Your best bet is to network with the medical community you already know while you’re gathering experience, and set up some clients ahead of your business launch date. Your billing and coding business should be able to grow by referral once you’ve opened your doors, but when you’re starting out you’ll need to network and promote yourself. This is where your experience will pay for itself!
You can also choose to focus your business on a specific area of clientele, such as chiropractors or dentists. If you have advanced certification for billing and coding in a specialty area, you’ll be in higher demand than by looking for any medical clientele in general.

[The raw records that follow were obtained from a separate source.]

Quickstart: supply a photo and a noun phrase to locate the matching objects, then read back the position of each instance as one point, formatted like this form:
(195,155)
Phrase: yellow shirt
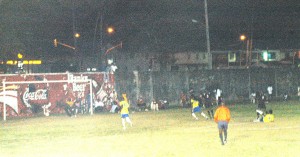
(195,103)
(124,104)
(222,114)
(269,118)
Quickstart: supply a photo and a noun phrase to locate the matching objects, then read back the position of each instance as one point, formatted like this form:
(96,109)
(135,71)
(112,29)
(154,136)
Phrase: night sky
(146,25)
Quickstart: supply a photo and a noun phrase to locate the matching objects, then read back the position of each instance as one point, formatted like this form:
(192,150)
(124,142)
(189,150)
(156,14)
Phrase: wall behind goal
(236,84)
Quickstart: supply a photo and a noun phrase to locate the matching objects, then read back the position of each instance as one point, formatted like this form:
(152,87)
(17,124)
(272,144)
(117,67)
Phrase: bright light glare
(110,30)
(242,37)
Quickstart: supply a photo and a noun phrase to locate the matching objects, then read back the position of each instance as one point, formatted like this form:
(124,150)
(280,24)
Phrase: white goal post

You don’t have to stick with doing actual billing and coding only. Many in the field who want to know how to start a medical billing business do so with the intention of having a consulting business. You could focus your business on providing professional advice on issues faced by the medical community in their billing and coding area, perform audits of their systems or work researching code methodology within your client’s office or clinic.
6. Work Hard
Running your own business isn’t just a matter of knowing how to get started. You can expect to put in many more hours than you would in a nine-to-five job, and you’ll have to deal with a million other details besides the actual billing and coding duties. You’ll have to pay your own taxes and social security as well as save retirement funds, and you’ll be responsible for paying the bills and keeping your insurance up to date.
Other tasks you may not have considered include cleaning your office, fielding phone calls and interacting with clients and insurance companies who have questions. If you are great at multitasking and don’t mind giving up your nights and weekends while building your business, you could be a great candidate for a successful billing and coding business.